La verità è che molte persone pensano che la professione di magistrato sia al di sopra di tutto, anche della famiglia e degli affetti. Sia la meta divina che giustifica il sacrificio di tutto il resto, l’Olimpo che risolve tutti i tuoi problemi, interiori ed esteriori; colma il vuoto che c’è in te; sarai automaticamente “qualcuno”; sarai traboccante di autostima; la gente ti bacerà le mani; riderà alle tue battute; il mondo sarà ai tuoi piedi. Solo quella strada, l’essere “vincitori” a quel concorso, è l’unico modo per dare un senso alla propria vita. Non vincendo quel concorso, la condanna è una vita “mediocre” (così si esprimeva Bellomo, che puntava su queste debolezze).

Spero che queste vicende abbiano svegliato dal torpore e dall’assuefazione tutti quelli che incoronavano il gigante Bellomo, un personaggio che si nutriva dell’inferiorità dei suoi seguaci. Che traeva linfa vitale dalla venerazione dei suoi adepti (quando invece avrebbe dovuto guardare meno film e farsi ascoltare da un professionista di un’altra categoria).

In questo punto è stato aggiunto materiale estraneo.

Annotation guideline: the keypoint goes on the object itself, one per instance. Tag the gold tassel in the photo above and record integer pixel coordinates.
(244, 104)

Beh, il re è nudo. Finalmente qualcosa si è rotto e la realtà ha spazzato via il sogno.

Spero che i suoi allievi e allieve, vincitori o meno del concorso, si rendano conto che l’autostima non proviene dalla vittoria ad un concorso. È una battaglia che dura tutta la vita e che ti porta a combattere tutti i giorni contro i tuoi demoni, cioè contro se stessi, a prescindere da un concorso pubblico o da una professione.

Fare il magistrato è una professione prestigiosa, difficile e delicata; ma pur sempre una professione. Non è un qualcosa che colma il vuoto che è dentro di noi, rendendoci magicamente importanti; viceversa, il non vincere il concorso non rende la persona una nullità, condannandola ad una vita triste e mediocre. “Mediocre sarà lei”!!!, bisognerebbe dirgli.

Purtroppo per stare bene con noi stessi la strada è un’altra; sbaglia chi pensa che la soluzione a tutti i problemi sia vincere un concorso. Il mondo non è fatto di giganti, e chi si permette di dire che non posso sposarmi con quella persona, o che dovrei inginocchiarmi o vestirmi in quel modo, e altre cosa ridicole, si merita soltanto una porta sbattuta in faccia.

 

Tutta questa vicenda è triste, ma i nodi devono venire al pettine, e per rendersi conto che il Re è nudo, alle volte, è necessario toccare il fondo.